Spanish film actress (born 1968)

Aitana Sánchez-Gijón de Angelis (born 5 November 1968) is a Spanish and Italian film screen and stage actress. After garnering attention for Going South Shopping (1989), she established her career in the 1990s, featuring in films such as The Bird of Happiness (1993), Mouth to Mouth (1995), The Chambermaid on the Titanic (1997), Jealousy (1999), and Volavérunt (1999).

== Early life ==
Aitana Sánchez-Gijón was born in Rome on 5 November 1968, to a Spanish father Ángel Sánchez-Gijón Martínez, a history lecturer exiled from Francoism, and an Italian mother, Fiorella de Angelis, a lecturer. She was named after Aitana Alberti, (Note: In turn named after the Aitana mountain range.) Rafael Alberti's daughter. The latter dedicated Aitana Sánchez-Gijón some verses upon her birth. The family moved to Madrid when she was 1 year old.
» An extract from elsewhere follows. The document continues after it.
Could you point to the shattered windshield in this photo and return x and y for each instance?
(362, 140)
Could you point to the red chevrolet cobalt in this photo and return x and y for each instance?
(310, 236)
She is a cousin of Pablo Carbonell.

==Career==
Sánchez-Gijón made her television debut as an actress at age 16 in the high school series Segunda enseñanza, playing Sisi, a lesbian teenager. She landed her film debut in Romanza final (1986). In 1988, she starred as Acacia in The Unloved Woman, a play by Miguel Narros adapting Jacinto Benavente staged at the Teatro Español.

Her breakthrough role as Elena in the 1989 film Going South Shopping launched her career.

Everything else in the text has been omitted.